É desse ponto de vista que jorram os planos, como se de um mote; então, torna-se mais fácil e natural a sua apreensão e julgamento; as nossas convicções, respeitando-os, ganham em força, os motivos são mais satisfatórios e a história mais inteligível.

Em todo o caso, com este ponto de vista, já não há na natureza das coisas um conflito necessário entre os interesses políticos e militares e onde parecer que existe, deve ser considerado apenas como conhecimento imperfeito. A hipótese de que a política faz à guerra exigências que ela não pode satisfazer, seria contrária à suposição de que a política conhece o instrumento que vai usar, logo contrária a uma suposição natural e indispensável. Mas se a política calcula correctamente a marcha dos acontecimentos militares é assunto inteiramente seu determinar quais os acontecimentos e qual a direcção dos acontecimentos mais favoráveis ao grande objectivo último da guerra.

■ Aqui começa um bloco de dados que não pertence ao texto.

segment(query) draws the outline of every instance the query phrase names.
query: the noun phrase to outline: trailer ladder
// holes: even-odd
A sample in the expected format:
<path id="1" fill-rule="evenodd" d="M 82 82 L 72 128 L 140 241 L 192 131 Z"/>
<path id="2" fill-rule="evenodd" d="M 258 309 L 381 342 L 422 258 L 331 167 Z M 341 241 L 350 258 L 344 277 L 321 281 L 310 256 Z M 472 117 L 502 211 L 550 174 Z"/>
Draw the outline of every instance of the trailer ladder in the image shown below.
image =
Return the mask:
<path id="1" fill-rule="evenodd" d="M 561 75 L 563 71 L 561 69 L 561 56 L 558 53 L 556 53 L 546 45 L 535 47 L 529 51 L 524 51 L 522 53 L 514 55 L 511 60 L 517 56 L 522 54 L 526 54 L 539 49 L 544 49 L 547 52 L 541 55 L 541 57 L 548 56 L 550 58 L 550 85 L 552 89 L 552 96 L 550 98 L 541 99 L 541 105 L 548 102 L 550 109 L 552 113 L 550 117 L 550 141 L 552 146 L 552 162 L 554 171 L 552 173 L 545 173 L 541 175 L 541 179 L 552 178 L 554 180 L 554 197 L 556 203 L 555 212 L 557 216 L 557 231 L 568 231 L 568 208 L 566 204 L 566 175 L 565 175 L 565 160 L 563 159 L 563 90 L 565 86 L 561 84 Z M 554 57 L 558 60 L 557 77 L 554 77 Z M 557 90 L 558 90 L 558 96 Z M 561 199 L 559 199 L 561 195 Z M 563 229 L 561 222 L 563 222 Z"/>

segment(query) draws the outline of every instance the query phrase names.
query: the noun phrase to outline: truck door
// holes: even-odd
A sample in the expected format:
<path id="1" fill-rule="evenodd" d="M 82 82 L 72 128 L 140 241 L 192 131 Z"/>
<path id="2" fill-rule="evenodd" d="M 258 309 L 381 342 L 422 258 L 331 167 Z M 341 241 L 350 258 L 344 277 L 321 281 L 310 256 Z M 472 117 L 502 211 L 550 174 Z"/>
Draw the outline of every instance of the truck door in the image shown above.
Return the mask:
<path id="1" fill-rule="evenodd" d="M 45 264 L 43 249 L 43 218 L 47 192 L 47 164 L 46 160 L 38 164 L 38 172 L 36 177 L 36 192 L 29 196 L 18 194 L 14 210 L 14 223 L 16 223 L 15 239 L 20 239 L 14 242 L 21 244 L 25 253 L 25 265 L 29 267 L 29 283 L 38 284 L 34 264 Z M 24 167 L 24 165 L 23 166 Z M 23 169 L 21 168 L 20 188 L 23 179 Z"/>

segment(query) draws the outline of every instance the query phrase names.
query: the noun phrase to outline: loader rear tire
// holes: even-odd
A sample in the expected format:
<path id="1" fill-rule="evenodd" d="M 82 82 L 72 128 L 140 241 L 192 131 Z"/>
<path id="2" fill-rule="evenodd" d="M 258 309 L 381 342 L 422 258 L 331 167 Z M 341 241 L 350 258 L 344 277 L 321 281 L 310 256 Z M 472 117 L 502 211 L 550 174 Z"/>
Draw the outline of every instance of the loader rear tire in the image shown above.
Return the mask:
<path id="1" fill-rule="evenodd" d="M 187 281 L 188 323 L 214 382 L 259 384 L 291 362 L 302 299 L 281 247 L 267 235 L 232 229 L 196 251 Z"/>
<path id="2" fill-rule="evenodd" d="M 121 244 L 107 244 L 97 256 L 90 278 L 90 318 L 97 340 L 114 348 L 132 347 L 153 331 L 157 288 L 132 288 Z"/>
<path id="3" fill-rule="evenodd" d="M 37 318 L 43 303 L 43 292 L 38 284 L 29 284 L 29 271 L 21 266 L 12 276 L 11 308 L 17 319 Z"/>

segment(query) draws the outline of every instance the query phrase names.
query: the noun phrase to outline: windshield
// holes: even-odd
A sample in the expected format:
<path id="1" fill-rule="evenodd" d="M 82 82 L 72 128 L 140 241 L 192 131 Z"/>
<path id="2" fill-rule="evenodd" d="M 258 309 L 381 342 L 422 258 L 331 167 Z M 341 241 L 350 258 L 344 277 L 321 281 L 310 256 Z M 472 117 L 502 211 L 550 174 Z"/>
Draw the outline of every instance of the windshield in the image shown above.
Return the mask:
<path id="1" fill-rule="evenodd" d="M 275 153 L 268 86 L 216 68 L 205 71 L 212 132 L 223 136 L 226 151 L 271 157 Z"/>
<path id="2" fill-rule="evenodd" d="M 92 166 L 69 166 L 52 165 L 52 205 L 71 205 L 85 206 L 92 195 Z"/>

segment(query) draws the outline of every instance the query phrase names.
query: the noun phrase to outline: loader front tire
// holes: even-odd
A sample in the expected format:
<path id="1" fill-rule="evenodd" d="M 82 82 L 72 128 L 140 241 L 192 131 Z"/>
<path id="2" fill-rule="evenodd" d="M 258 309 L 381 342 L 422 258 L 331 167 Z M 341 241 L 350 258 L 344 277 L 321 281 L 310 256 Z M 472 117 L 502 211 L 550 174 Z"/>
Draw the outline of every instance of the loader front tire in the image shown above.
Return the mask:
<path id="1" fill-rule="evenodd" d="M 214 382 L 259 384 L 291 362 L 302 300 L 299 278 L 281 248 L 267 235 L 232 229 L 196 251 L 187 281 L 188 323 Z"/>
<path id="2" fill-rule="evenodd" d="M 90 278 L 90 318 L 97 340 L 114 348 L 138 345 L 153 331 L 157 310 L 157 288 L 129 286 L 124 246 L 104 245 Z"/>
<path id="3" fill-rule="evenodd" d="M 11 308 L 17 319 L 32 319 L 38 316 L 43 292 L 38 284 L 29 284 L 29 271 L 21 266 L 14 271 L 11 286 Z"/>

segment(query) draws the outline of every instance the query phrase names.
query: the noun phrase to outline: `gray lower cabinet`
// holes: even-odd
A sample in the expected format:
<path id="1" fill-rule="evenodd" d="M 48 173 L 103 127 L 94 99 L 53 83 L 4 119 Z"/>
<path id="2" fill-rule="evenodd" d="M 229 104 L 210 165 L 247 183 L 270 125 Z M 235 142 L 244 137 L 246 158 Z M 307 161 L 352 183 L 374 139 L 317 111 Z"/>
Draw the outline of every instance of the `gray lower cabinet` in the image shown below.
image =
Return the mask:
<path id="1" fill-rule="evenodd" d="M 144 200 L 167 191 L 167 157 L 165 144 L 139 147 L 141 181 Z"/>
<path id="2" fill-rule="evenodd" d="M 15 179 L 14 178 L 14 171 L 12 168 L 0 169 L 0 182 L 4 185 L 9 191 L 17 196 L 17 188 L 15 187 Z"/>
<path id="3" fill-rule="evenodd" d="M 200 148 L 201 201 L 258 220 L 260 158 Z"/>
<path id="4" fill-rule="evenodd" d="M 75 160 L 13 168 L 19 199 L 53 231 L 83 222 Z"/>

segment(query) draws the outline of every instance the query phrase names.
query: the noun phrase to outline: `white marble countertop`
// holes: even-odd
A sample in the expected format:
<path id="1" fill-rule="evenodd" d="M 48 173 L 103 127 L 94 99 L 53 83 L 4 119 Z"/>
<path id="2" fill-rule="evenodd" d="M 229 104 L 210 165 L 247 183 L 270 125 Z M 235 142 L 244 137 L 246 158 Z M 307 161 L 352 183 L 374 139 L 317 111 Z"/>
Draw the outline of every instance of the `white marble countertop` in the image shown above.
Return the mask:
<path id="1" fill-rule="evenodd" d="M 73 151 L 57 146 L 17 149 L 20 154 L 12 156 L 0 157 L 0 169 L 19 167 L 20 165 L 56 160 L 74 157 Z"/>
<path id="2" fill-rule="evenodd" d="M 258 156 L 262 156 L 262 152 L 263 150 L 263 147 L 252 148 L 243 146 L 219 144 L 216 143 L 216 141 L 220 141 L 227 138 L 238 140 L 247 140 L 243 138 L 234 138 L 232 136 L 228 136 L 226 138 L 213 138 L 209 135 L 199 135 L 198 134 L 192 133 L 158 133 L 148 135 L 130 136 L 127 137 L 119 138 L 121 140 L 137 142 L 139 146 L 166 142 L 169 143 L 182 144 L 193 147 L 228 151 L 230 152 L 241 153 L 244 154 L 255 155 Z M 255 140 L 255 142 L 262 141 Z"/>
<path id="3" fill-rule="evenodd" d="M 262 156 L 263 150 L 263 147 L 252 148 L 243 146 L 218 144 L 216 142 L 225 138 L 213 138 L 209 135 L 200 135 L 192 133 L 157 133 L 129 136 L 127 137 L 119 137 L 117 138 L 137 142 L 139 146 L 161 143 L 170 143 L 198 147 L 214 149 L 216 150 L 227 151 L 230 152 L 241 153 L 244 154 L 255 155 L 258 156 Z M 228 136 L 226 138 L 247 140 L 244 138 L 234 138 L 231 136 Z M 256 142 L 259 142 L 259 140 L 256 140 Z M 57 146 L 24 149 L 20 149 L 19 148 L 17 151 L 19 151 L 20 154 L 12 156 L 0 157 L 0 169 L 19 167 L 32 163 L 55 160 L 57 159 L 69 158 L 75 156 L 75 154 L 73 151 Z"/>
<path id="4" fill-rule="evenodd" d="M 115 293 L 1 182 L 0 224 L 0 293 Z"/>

Numa palavra, a arte da guerra no seu ponto máximo é a política mas, sem dúvida, uma política que trava batalhas em vez de escrever actas.

De acordo com este ponto de vista, entregar um grande empreendimento militar, ou o plano para ele, a um julgamento e decisão puramente militares é uma distinção que se não pode permitir, que é mesmo prejudicial; na verdade, é um procedimento irracional consultar soldados profissionais sobre o plano de uma guerra, para que dêem uma opinião puramente militar acerca do que o Gabinete deveria fazer; mas mais absurdo ainda é a exigência dos teóricos de que se apresente ao general uma declaração de todos os meios de guerra disponíveis, para que, de acordo com esses meios, ele trace um plano puramente militar para a guerra ou uma campanha. Em geral, a experiência ensina-nos também que, apesar da multiplicidade dos ramos e do carácter científico da arte militar dos nossos dias, contudo sempre as linhas essenciais de uma guerra são determinadas pelo Gabinete ou, para empregar uma linguagem mais técnica, por um órgão político e não militar.

Isto é perfeitamente natural. Nenhum dos principais planos exigidos por uma guerra pode ser feito sem considerar as relações políticas; e, na realidade, quando as pessoas, como muitas vezes acontece, falam da influência perniciosa da política sobre a condução da guerra, estão na verdade a dizer algo de muito diferente daquilo que pretendem. Não é nesta influência que se deve ver o mal, mas na própria política. Se a política está certa, ou seja, se consegue acertar no objectivo, então só pode actuar na guerra com vantagem. Se esta influência da política causa divergências a respeito do objectivo, a causa só pode ser procurada numa política errada.